All the trajectories will finish either after reaching the maximum simulation time max_time_fs or whenever the callback function terminate_cb is satisfied.
ensemble = Ensembles.run_dynamics(sim, (0.0, max_time), distribution; selection=traj_start:traj_end, dt=step, trajectories=traj_num,
output=OutputTrajectory(atoms, cell, cur_folder, surface, string(e_tran), models_mult, traj_start, v_models_error, save_errors),
callback=terminate_cb, ensemble_algorithm=EnsembleDistributed(), saveat=(0.0:austrip(1.0*u"fs"):austrip(max_time_fs*u"fs")))
Postprocess
After the simulation is over, we execute the ensemble_processing function that allows us to calculate our final reaction (sticking) probability prob_reac_all.

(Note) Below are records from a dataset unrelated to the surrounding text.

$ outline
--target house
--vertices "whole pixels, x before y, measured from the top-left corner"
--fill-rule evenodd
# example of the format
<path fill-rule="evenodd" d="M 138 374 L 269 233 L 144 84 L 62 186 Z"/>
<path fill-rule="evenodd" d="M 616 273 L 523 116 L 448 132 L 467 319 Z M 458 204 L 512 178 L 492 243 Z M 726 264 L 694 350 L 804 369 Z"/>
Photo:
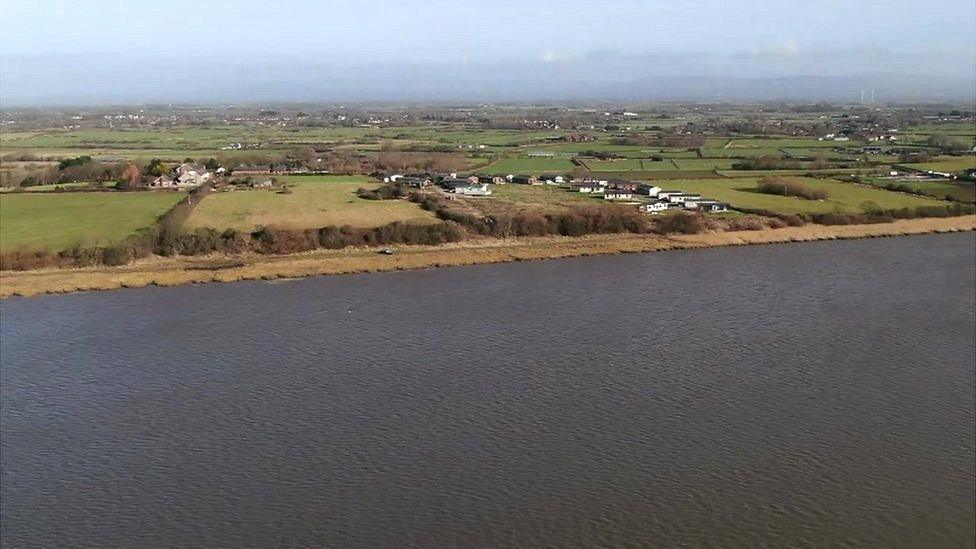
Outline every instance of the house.
<path fill-rule="evenodd" d="M 546 185 L 562 185 L 566 182 L 566 178 L 561 175 L 555 175 L 551 173 L 544 173 L 539 176 L 539 180 Z"/>
<path fill-rule="evenodd" d="M 603 193 L 604 200 L 633 200 L 634 192 L 627 189 L 607 189 Z"/>
<path fill-rule="evenodd" d="M 172 189 L 176 187 L 176 182 L 173 178 L 163 174 L 155 179 L 149 181 L 148 186 L 153 189 Z"/>
<path fill-rule="evenodd" d="M 640 211 L 649 214 L 658 214 L 668 211 L 668 202 L 665 200 L 658 200 L 657 202 L 649 202 L 647 204 L 640 205 Z"/>
<path fill-rule="evenodd" d="M 467 179 L 445 179 L 440 185 L 449 192 L 466 196 L 489 196 L 491 189 L 487 183 L 472 183 Z"/>
<path fill-rule="evenodd" d="M 658 196 L 661 196 L 661 193 L 658 193 Z M 673 193 L 667 196 L 668 202 L 672 204 L 684 204 L 689 199 L 701 200 L 701 195 L 694 193 Z"/>
<path fill-rule="evenodd" d="M 500 175 L 479 175 L 478 183 L 489 183 L 491 185 L 504 185 L 508 183 L 504 177 Z"/>
<path fill-rule="evenodd" d="M 401 177 L 397 179 L 398 185 L 403 185 L 405 187 L 413 187 L 415 189 L 423 189 L 430 186 L 430 179 L 427 177 Z"/>
<path fill-rule="evenodd" d="M 531 175 L 515 175 L 512 176 L 512 183 L 518 183 L 520 185 L 542 185 L 542 182 Z"/>
<path fill-rule="evenodd" d="M 637 188 L 640 186 L 641 184 L 638 183 L 637 181 L 629 181 L 627 179 L 611 179 L 607 181 L 607 187 L 610 187 L 611 189 L 618 189 L 621 191 L 636 192 Z"/>
<path fill-rule="evenodd" d="M 210 172 L 199 164 L 180 164 L 173 168 L 177 187 L 199 187 L 210 180 Z"/>
<path fill-rule="evenodd" d="M 702 200 L 698 202 L 698 209 L 703 212 L 727 212 L 729 205 L 716 200 Z"/>
<path fill-rule="evenodd" d="M 656 187 L 654 185 L 641 185 L 637 188 L 637 192 L 647 196 L 657 196 L 657 193 L 661 192 L 661 187 Z"/>
<path fill-rule="evenodd" d="M 681 191 L 658 191 L 657 198 L 658 200 L 669 200 L 671 198 L 671 195 L 674 194 L 682 194 L 682 193 Z"/>
<path fill-rule="evenodd" d="M 597 185 L 596 183 L 580 183 L 579 185 L 572 185 L 569 188 L 578 193 L 602 193 L 605 189 L 603 185 Z"/>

output_data, atoms_all, n_scat, n_reac, n_nondef = ensemble_processing(ensemble, dist_cutoff, scat_cutoff, atoms, cell, surface, e_tran, cur_folder, Int(n_atoms_layer))
n_traj_all = n_scat + n_reac + n_nondef
prob_reac_all = n_reac/n_traj_all
We end the simulation by printing the output file containing our final results.
labels = ["n_scattering: ", "n_reaction: ", "n_nondefined: ", "reaction_probability: "]
results =[n_scat, n_reac, n_nondef, prob_reac_all]
writedlm("$(cur_folder)$(surface)_Et$(e_tran)_results_$(traj_start)to$(traj_end).log", zip(labels,results))